According to the report, to achieve the target of a yearly per capita power consumption of 982-kilowatt hour (kWh) in Nigeria by 2025, there is need to scale up generation, transmission and distribution capacity.
PwC, which made this suggestion in its July report on the Nigeria power sector titled: “Powering Nigeria for the Future”, noted that government, regulator and industry participants will all play core roles in the country’s quest for regular power supply.
It also stressed the need for the country to drive efficiencies in utilisation, and reducing transmission and distribution losses.
It added that the government and regulator needs to take the lead to create the right investment climate and set favourable policies in place, whilst industry participants focus on implementing new technology, faster project execution and improving operational efficiencies.
According to the report signed by Growth Markets Centre Leader, David Wijeratne and Partner, PwC Nigeria and Power and Utilities Leader, West Market Area, Africa, Pedro Omontuemhen, in addition to assigning roles and ownership, successful execution of these levers will require careful planning and sequencing, with key dependencies identified.
It added: “For example, revamping the existing infrastructure and implementing efficient processes across the value chain can be a more immediate task for existing players, supported by new participants with key expertise, bringing near term benefits.
“As these improvements take place, the longer and more complex process of policy formulation and attracting new investments for scaling up can be considered independently by the government, regulator and other agencies, in order to lay the platform for the next phase of enhancement of building and operationalising the new projects to power Nigeria for the future.
“Whilst there is no single short-term solution to Nigeria’s power challenges, there are a number of opportunities for companies to bring their global skills and expertise to the table and participate in the journey of powering Nigeria’s long-term growth”.
In order to emerge from the current situation, the report stressed the need for Nigeria to take specific steps towards building internal capabilities, which will enable and support the economy.
PwC said that one area requiring immediate focus and investment is the power sector, where the low availability of power was currently a major obstacle.
It put the Nigeria’s per capita power consumption at only 151 kWh per year, one of the lowest in the region and globally.
It stated: “The sector is currently inhibited by multiple factors such as value chain losses, limited transmission coverage and supply disruptions as well as theft and corruption.
“Based on ongoing projects, the per capita power consumption in Nigeria will only reach 433 kWh per year in 2025. Given the requirements of the economy and the population, there is a critical need to drive higher power availability, and we believe a stretch target of 982 kWh per year by 2025 is realistic.

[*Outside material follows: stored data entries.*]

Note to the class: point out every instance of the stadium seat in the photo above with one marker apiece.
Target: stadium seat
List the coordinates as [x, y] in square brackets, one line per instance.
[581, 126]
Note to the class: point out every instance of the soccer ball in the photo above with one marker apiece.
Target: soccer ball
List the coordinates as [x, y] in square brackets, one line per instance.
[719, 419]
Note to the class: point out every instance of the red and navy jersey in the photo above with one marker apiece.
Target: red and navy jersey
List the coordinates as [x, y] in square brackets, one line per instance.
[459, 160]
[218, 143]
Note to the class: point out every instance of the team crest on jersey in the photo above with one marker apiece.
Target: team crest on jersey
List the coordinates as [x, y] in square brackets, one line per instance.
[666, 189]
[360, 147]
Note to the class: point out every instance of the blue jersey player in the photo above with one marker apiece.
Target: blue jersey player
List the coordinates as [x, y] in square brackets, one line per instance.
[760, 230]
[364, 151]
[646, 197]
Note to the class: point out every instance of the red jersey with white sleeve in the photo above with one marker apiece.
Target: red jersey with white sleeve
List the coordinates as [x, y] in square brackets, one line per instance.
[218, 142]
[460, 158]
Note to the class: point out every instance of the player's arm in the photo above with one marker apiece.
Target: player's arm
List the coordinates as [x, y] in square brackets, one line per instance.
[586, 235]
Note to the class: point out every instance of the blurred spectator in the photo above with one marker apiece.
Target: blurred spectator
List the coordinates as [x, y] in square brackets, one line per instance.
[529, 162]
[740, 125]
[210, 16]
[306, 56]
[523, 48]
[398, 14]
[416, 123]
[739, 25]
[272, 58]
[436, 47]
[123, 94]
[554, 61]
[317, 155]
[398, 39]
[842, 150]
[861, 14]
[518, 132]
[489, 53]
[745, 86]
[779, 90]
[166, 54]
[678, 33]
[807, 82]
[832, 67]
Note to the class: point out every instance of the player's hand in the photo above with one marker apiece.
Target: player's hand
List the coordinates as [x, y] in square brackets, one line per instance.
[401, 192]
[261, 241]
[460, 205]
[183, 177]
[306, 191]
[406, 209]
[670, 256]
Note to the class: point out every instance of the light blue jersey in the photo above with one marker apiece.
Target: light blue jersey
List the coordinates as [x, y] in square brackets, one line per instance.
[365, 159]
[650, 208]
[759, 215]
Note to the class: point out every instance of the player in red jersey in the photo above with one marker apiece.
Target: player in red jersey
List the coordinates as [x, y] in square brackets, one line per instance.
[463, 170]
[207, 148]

This is based on benchmarking with other growth markets, like Vietnam”.
To reach the set goal, PwC prescribed the acceleration of growth in power generation capacity and improving utilization; expansion of the power transmission network and driving better efficiencies; and the establishment and scaling up efficient power distribution capabilities.
Executing these levers, it noted, will also require significant involvement and alignment between the Federal Government of Nigeria, the Ministry of Power and the industry participants.
It added that the implementation needs to be well- planned and sequenced appropriately to derive the desired benefits. “Overall, Nigeria has the potential to once again emerge as a shining star, not only within Africa, but in the global economy as well. Enhancing the availability of power over the next decade, based on robust generation, transmission and distribution capabilities, will help create a strong foundation towards unlocking this potential and powering Nigeria for the future”, it added.
PwC said that cheap and abundant availability of power is a pre-requisite for economic development, with the potential to have a multiplier effect on growth.
It stated: “The power sector facilitates high capital spending which promotes investment and builds economic competitiveness. Take the example of India, where there is a strong commitment towards improving the business climate through addressing key bottlenecks in infrastructure. Here the spotlight is on the power sector – where the government is seeking to attract investments worth $1 trillion by 2030”.